We compared the rate of COVID-19 cases among the vaccinated population in the five states during January–March 2021 to the rate of reported COVID-19 cases among the unvaccinated population ≥ 16 years of age. The number of COVID-19 cases that occurred among the unvaccinated population was not directly available and was thus approximated by subtracting the number of COVID-19 cases among vaccinated persons and vaccinated population counts from the five states from their total COVID-19 case counts during January–March 2021 and the total estimated 2019 state population, respectively. Rates of COVID-19 among vaccinated and unvaccinated populations were directly standardized to the 2010 U.S. population in four age categories: 16–49, 50–64, 65–74, and 75 years and older [19, 20].

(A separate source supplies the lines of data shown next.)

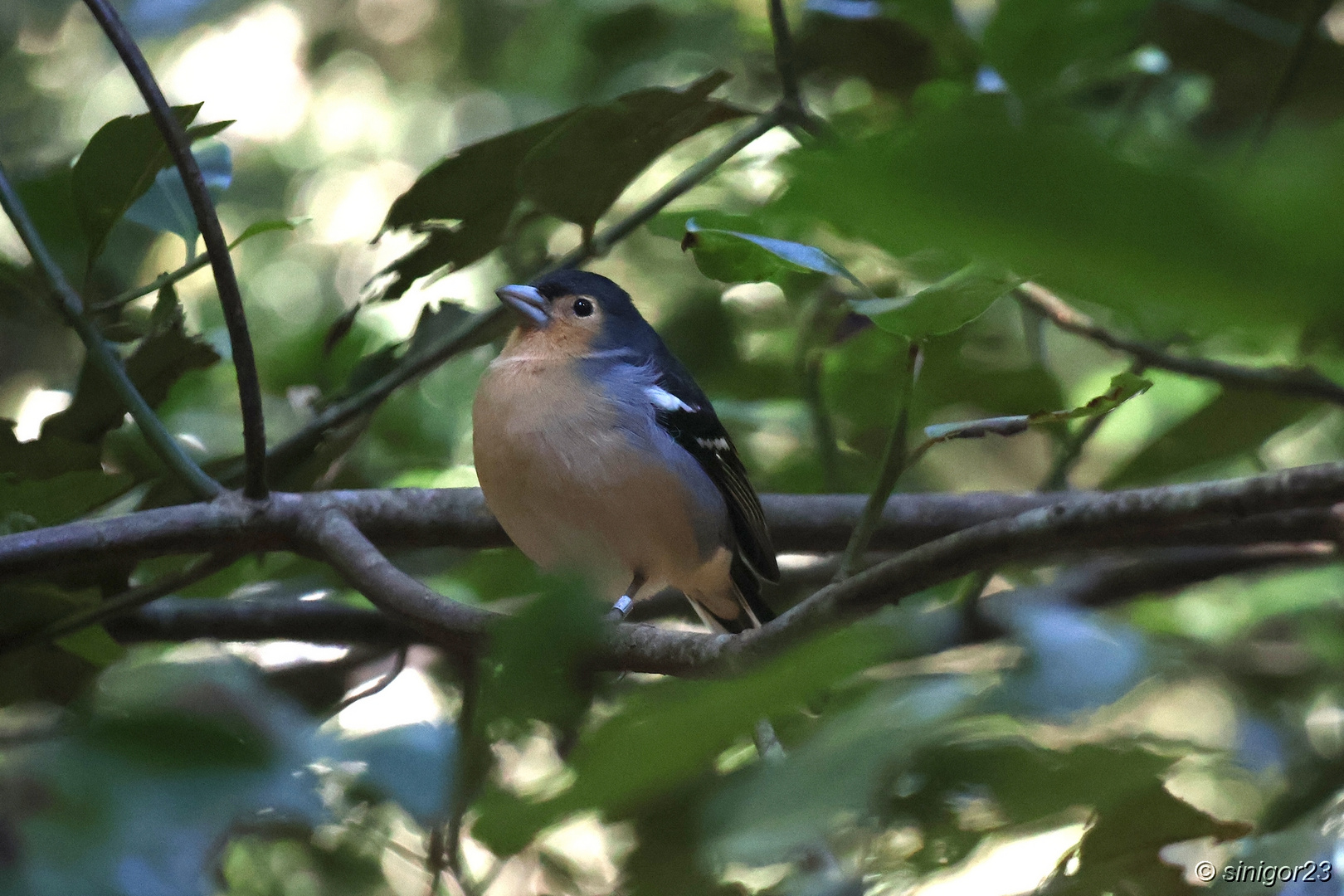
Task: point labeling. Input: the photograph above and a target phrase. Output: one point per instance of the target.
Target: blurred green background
(1172, 168)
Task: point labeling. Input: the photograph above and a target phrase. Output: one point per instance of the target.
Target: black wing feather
(700, 433)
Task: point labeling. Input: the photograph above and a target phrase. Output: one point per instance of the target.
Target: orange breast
(567, 485)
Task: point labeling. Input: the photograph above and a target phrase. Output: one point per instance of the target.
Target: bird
(597, 451)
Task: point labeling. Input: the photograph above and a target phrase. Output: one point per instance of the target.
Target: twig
(1303, 382)
(226, 281)
(71, 308)
(344, 547)
(124, 602)
(470, 332)
(1296, 61)
(894, 462)
(368, 689)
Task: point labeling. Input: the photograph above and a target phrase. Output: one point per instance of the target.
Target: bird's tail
(753, 613)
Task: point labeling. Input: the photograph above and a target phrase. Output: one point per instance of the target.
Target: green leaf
(260, 227)
(734, 257)
(61, 499)
(1207, 243)
(166, 204)
(119, 164)
(678, 728)
(95, 645)
(1032, 42)
(153, 367)
(465, 203)
(944, 306)
(1234, 425)
(578, 169)
(777, 809)
(1122, 387)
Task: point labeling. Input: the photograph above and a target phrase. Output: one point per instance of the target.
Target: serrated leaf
(582, 165)
(940, 308)
(734, 257)
(464, 204)
(166, 206)
(119, 164)
(1233, 425)
(1122, 387)
(61, 499)
(153, 367)
(260, 227)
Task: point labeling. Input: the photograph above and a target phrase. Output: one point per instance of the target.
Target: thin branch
(121, 603)
(226, 281)
(784, 60)
(309, 621)
(480, 328)
(1296, 62)
(364, 567)
(401, 519)
(102, 356)
(1300, 382)
(894, 461)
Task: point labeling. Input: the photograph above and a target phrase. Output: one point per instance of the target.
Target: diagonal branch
(226, 282)
(1300, 382)
(71, 308)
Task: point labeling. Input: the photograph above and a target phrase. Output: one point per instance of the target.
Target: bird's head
(574, 312)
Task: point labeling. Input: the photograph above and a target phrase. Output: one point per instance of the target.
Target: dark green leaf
(166, 206)
(678, 728)
(464, 204)
(533, 665)
(1032, 42)
(153, 367)
(119, 164)
(578, 169)
(1233, 425)
(746, 258)
(1122, 387)
(944, 306)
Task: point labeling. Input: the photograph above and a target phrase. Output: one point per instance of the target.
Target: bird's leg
(626, 601)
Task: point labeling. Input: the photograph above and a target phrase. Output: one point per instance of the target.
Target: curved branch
(226, 282)
(71, 308)
(1301, 382)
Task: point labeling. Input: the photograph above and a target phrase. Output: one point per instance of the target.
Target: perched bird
(597, 451)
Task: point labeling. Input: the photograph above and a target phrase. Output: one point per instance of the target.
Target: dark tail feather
(749, 590)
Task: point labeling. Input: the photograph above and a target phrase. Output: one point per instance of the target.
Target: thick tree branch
(226, 282)
(1300, 382)
(397, 519)
(102, 356)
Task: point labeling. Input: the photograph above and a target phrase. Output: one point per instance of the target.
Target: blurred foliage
(1159, 163)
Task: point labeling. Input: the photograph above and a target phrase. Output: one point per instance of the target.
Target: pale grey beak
(526, 301)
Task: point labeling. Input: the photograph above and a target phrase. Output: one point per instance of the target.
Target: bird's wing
(686, 414)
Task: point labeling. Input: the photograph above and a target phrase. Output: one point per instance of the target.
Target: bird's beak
(528, 303)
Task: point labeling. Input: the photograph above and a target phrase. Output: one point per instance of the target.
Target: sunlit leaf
(745, 258)
(166, 206)
(119, 163)
(1122, 387)
(578, 169)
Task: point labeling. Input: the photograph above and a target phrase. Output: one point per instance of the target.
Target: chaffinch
(597, 450)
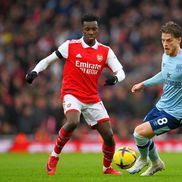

To evaluate if COVID-19 among vaccinated persons was more likely to occur among certain populations, we compared the sex, age, and vaccine product received for COVID-19 cases to those of the vaccinated population within each state. For this analysis, we further collapsed age groups into three categories: 16–64, 65–84, and ≥ 85 years. We calculated incidence rates of infection among vaccinated persons according to person-weeks at risk in each stratum and used Poisson models to calculate incidence rate ratios (IRR) and 95% confidence intervals (CI). We used a multivariable Poisson model to generate IRRs adjusted for each variable of interest as well as for potential confounding by state of residence and month of vaccine series completion to account for differences in SARS-CoV-2 transmission across states and over time. Multivariable analyses did not include race, ethnicity, residential housing status or occupation, as incomplete or unavailable data in these categories precluded reliable IRR analysis. Sensitivity analyses with removal of epidemiologically linked cases in the same long-term care facility and those reported as asymptomatic were performed to evaluate their respective impact on overall findings. Infections among vaccinated persons were not removed from the denominator of vaccinated persons eligible for vaccine breakthrough in weeks following occurrence of their infection given their small number compared to the total vaccinated population. Due to sample size, only ratios of infection rates according to vaccination status were compared, not rates of severe outcomes.
Sequence data analysis
SARS-CoV-2 sequence data from the representative sample of specimens routinely submitted to CDC’s national genomic surveillance program from the five states were used to characterize viral strains circulating in those areas during the study period [21, 22]. We used the chi-square test to compare the infections among fully vaccinated persons due to a SARS-CoV-2 variant of concern to the proportions of variants of concern in the genomic surveillance data [14]. A sensitivity analysis was performed that matched each SARS-CoV-2 case with sequence data to one randomly selected case from the same state and month with sequence data reported to the national genomic surveillance program. A second sensitivity analysis was performed that excluded viral sequence data from epidemiologically linked cases.